On Wednesday, Nov. 12, the longest federal government shutdown in U.S. history ended when President Donald Trump signed the government funding package passed by the Senate and the House of Representatives. The funding measure stopped a 43-day stalemate during which hundreds of thousands of federal employees were put on leave or worked without pay.
The shutdown began after negotiations failed to resolve budget issues, the largest being the future of enhanced subsidies tied to the Affordable Care Act (ACA) and how far they should extend. Lawmakers from both parties clashed over whether to expand those tax credits beyond 400 percent of the federal poverty level. Republicans opposed the extension, while Democrats supported it. The final compromise that passed the Senate excluded the extension, with several Democrats breaking ranks to vote for the bill. The bill was then passed by the House and signed into law by the President. Explaining the administration’s stance, Vice President J.D. Vance said, “The tax credits go to some people deservedly, and we think the tax credits actually go to a lot of waste and fraud within the insurance industry.”
The White House Office of Management and Budget issued a memo stating, “Employees who were on furlough due to the absence of appropriations should be directed to return to work on Nov. 13, 2025.” This order brings roughly 670,000 furloughed employees back to their jobs. Many of these workers missed about two and a half weeks’ paychecks.
For the Houghton region, healthcare subsidies and hospital finances are deeply intertwined. UP Health System–Portage shows signs of financial strain. In its most recent Medicaid Disproportionate Share Hospital (DSH) audit, the hospital reported $1.15 million in uncompensated care costs (the cost of treating Medicaid and uninsured patients minus all payments received), yet received only $388,013 in DSH payments, leaving a $767,364 deficit. Portage serves a high share of publicly insured patients overall. Its Medicaid utilization rate is 26.73 percent, while its low-income utilization rate is 10.68 percent. Because of its high dependence on publicly funded programs, the potential loss or reduction of ACA premium tax credits could deepen the hospital’s financial pressures.

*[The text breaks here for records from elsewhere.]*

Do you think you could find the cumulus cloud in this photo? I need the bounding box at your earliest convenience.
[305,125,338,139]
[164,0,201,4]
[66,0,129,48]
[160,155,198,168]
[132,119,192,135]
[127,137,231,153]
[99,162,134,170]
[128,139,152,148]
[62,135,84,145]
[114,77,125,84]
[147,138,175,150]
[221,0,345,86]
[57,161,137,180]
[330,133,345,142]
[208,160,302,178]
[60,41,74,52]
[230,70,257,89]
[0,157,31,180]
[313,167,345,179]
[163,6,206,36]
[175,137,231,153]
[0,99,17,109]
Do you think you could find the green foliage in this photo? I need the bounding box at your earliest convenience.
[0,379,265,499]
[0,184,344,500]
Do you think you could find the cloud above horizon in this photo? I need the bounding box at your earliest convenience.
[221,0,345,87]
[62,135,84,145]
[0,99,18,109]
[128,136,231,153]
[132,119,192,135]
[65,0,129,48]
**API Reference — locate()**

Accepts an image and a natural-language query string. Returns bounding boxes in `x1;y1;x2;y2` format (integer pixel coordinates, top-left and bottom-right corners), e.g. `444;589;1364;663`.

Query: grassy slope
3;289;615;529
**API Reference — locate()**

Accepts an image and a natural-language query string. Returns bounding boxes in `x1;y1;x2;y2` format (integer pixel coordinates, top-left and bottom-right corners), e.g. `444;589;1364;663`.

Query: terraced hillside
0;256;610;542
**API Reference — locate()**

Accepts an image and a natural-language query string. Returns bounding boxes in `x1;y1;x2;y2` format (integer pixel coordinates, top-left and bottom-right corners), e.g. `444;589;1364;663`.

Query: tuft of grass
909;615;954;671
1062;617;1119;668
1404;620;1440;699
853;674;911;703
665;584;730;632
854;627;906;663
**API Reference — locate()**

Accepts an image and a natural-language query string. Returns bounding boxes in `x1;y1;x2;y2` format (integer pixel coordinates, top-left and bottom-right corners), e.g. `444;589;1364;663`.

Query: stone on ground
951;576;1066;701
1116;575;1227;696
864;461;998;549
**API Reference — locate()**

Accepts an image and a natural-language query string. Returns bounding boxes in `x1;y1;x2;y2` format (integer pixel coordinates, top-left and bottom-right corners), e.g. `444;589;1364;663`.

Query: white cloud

To offset expected Medicaid funding losses, President Trump signed legislation that included a federal support package for rural hospitals facing negative margins and closure risk. This program, the Rural Health Transformation Program (RHTP), gives $50 billion over five years for rural health care. According to the Kaiser Family Foundation, “The $50 billion in new funding could offset a little over one third (37 percent) of the estimated cuts to federal Medicaid spending in rural areas.”
For now, federal workers across the country are clocking back in after six weeks without pay, catching up on bills and responsibilities that didn’t pause during the shutdown. Meanwhile, hospitals and insurance enrollees are watching to see how the new budget reshapes the healthcare system.